This story is from a series my study abroad experience in Barcelona, Spain
Barcelona has a fascinating history, beginning as the Roman retreat Colonia Faventia Julia Augusta Pia Barcino over 2000 years ago.
Like Shrek, the city is similar to an onion, of which you can peel off layers of history and discover the life of the Catalan city through the ages. Although many parts of the city's history have been lost or covered up, Rome's mark is still visible under the metropolis.
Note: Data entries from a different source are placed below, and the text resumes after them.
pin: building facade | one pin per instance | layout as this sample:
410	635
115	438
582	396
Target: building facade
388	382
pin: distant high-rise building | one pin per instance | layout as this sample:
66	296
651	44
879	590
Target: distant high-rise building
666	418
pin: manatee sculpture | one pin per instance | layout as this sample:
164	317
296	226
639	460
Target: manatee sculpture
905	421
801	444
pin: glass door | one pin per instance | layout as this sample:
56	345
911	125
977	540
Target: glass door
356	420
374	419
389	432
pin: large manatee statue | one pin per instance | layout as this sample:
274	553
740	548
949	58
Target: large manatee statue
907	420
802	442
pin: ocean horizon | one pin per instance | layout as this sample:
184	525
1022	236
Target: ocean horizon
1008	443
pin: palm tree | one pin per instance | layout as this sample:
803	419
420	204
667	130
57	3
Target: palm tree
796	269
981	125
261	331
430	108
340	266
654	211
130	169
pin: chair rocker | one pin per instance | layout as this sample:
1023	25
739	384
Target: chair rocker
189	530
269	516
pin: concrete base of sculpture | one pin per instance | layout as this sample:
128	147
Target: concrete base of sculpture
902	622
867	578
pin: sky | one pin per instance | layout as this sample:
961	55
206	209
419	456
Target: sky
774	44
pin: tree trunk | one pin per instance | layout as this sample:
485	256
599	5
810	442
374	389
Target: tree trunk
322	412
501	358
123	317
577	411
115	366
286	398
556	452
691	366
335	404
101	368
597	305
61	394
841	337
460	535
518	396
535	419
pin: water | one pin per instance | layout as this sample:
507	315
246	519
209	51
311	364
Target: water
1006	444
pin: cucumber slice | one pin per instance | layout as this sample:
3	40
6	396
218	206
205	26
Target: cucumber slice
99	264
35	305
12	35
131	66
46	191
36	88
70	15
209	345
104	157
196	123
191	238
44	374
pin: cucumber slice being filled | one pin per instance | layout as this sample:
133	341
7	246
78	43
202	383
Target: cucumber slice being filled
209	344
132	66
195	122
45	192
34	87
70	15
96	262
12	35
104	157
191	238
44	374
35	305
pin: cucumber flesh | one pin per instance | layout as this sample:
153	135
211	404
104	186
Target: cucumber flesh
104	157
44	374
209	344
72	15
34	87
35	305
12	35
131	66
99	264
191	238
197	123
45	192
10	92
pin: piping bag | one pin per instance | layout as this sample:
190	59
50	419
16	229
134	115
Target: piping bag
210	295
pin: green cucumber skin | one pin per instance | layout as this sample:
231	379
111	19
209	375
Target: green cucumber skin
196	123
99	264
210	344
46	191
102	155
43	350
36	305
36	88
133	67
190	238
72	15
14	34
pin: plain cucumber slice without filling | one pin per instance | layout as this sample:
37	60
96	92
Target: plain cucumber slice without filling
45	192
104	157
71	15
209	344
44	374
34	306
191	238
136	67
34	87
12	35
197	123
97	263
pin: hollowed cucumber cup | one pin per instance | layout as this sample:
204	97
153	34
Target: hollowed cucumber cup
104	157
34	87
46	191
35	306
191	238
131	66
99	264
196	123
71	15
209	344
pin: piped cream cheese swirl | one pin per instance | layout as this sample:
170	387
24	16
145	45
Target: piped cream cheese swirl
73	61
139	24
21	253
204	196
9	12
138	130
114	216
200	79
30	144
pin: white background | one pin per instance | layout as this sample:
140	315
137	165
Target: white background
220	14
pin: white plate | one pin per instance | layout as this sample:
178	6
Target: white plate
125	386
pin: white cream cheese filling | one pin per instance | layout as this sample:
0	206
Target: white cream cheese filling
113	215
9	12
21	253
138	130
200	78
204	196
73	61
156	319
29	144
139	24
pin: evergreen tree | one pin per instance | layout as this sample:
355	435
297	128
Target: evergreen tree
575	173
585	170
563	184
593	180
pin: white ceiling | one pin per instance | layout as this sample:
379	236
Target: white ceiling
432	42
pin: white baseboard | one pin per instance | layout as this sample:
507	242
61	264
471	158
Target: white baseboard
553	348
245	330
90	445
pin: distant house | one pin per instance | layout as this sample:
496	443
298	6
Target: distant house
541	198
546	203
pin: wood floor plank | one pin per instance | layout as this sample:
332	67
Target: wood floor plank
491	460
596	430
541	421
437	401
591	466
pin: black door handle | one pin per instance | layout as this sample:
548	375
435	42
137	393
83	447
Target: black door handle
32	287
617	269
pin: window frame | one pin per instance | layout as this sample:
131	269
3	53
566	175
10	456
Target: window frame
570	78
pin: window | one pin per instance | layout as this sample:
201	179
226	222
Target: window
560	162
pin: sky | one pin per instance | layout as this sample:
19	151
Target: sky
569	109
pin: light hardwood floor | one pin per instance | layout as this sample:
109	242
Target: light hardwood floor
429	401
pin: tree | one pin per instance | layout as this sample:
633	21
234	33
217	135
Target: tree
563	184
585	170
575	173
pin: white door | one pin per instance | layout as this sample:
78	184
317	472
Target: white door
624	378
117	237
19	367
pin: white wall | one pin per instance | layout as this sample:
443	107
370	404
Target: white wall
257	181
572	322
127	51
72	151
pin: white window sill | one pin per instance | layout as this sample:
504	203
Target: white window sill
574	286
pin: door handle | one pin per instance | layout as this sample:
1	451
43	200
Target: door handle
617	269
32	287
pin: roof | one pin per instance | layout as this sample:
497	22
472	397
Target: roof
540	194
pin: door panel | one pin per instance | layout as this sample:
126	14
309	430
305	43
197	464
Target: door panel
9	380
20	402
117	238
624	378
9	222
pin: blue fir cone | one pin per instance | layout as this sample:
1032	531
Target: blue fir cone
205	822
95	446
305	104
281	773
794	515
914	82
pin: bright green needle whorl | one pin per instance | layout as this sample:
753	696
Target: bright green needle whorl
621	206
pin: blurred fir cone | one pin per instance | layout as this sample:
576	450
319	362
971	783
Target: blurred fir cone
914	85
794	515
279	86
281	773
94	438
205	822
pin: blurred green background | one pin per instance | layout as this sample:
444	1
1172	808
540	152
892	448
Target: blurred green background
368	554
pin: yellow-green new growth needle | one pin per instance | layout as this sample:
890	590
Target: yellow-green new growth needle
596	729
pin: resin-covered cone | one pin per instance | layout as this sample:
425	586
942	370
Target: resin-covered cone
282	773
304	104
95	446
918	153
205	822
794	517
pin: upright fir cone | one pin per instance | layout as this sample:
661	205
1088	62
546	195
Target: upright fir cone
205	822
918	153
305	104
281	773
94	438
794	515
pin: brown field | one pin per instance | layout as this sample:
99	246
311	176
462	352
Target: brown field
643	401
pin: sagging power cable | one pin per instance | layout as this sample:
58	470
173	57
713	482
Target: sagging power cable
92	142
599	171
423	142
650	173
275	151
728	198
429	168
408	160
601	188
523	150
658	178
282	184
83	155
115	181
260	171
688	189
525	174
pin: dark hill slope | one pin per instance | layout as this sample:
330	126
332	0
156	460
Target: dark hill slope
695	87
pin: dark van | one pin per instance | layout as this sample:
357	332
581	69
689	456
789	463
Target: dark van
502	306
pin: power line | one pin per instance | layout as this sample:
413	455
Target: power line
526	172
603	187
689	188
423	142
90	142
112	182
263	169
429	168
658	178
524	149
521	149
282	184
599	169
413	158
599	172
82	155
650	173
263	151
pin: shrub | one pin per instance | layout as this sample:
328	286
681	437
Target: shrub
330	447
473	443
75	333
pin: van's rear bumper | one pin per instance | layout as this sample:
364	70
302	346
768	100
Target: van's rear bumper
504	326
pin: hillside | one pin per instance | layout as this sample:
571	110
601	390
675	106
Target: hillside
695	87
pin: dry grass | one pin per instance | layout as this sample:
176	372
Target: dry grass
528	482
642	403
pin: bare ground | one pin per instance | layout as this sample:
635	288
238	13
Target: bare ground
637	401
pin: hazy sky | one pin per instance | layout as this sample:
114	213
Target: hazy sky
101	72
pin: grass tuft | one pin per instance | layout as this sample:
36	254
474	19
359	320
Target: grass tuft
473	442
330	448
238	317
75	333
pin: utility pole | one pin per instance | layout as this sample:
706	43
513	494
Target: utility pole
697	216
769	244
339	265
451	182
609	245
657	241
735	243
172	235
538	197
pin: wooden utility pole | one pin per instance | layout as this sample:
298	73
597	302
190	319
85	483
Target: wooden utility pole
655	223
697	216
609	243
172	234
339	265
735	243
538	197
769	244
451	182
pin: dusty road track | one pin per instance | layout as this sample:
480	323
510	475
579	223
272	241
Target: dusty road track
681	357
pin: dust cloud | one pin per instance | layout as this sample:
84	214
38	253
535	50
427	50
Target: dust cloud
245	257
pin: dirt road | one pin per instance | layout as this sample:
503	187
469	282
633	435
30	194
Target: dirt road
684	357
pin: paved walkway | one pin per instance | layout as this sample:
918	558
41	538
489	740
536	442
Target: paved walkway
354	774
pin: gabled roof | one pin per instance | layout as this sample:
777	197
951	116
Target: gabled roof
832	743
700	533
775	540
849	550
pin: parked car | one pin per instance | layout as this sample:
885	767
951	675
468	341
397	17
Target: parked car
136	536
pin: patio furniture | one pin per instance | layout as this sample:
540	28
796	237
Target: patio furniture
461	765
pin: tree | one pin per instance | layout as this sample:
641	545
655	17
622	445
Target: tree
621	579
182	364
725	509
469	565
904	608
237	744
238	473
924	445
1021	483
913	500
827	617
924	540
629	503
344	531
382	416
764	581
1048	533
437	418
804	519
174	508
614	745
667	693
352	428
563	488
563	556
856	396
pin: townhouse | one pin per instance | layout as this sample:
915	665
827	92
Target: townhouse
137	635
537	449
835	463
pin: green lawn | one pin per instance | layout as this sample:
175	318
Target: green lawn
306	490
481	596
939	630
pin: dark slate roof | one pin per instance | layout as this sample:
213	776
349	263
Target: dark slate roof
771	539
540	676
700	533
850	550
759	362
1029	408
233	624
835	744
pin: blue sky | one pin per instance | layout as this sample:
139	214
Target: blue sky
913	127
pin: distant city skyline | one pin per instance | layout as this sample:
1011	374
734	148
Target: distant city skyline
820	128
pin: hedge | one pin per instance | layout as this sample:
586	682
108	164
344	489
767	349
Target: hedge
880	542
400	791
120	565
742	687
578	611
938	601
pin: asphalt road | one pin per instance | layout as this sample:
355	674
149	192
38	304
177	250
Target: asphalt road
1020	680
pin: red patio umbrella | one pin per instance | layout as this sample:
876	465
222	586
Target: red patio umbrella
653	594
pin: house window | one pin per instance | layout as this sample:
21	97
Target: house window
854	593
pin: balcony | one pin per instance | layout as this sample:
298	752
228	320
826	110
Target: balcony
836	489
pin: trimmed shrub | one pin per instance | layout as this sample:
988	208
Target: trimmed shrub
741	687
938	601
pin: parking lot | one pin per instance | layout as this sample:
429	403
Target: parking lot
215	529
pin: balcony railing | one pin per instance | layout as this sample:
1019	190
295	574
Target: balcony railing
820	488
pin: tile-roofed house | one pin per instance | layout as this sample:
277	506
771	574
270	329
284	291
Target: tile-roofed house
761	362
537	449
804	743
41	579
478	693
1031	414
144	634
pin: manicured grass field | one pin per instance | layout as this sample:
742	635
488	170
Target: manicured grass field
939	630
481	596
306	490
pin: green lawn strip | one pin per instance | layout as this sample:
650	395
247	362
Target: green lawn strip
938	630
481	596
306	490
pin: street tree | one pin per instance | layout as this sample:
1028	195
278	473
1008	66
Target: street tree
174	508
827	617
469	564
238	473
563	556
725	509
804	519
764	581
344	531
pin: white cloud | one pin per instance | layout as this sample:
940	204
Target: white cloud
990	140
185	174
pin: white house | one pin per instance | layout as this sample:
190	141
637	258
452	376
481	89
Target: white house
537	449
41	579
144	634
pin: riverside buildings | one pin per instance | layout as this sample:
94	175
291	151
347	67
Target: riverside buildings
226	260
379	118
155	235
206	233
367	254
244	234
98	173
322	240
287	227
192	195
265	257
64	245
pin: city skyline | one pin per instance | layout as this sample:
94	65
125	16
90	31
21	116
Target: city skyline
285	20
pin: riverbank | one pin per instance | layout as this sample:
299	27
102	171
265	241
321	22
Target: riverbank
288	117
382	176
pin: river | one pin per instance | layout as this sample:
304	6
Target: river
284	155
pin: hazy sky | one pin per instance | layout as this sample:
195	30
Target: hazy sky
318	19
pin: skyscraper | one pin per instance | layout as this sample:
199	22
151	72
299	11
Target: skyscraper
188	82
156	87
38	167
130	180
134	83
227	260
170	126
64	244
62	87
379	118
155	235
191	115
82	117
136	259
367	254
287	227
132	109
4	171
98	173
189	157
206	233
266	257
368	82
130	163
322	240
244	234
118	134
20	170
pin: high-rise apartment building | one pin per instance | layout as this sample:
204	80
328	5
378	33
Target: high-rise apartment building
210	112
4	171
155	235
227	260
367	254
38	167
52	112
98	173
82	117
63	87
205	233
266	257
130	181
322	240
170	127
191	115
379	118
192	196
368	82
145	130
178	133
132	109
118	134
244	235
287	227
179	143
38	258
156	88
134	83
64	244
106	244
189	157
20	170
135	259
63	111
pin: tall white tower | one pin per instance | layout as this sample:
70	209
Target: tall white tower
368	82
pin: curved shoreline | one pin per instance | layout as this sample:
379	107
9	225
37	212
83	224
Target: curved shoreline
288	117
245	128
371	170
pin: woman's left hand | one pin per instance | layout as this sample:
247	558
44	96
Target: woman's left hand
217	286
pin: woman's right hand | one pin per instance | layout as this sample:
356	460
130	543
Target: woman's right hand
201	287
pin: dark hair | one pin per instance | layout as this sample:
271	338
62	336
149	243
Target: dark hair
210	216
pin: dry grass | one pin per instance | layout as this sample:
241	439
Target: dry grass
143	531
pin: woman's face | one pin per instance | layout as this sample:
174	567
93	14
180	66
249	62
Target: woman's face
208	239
Our Visual Culture class explored the Roman ruins that are embedded in Barcelona's old town, also known as el Raval. Barcelona's expansion of the 19th century, L'Eixample, clearly marks the edge of the old city, with the jagged and almost random array of small european streets of the old town meeting with Cerdá's Perfect grid of 1850. As the colony became a Roman outpost then city, Barcelona's growth continued to resemble the plan of the original Roman town.
Sites remaining today include parts of the outer wall, which has been built on, reused, and embedded into the city landscape and buildings over the decades and an aqueduct, which in some ways sticks out like a sore thumb while at the same time fitting right in the Barcelona style.
It's just incredible how the old city wall is still visible because it is in use. This is true sustainable architecture, true reuse. Maybe architects pretending to be green should learn from Europe and how they reused materials for decades, over and over, ad infinitum.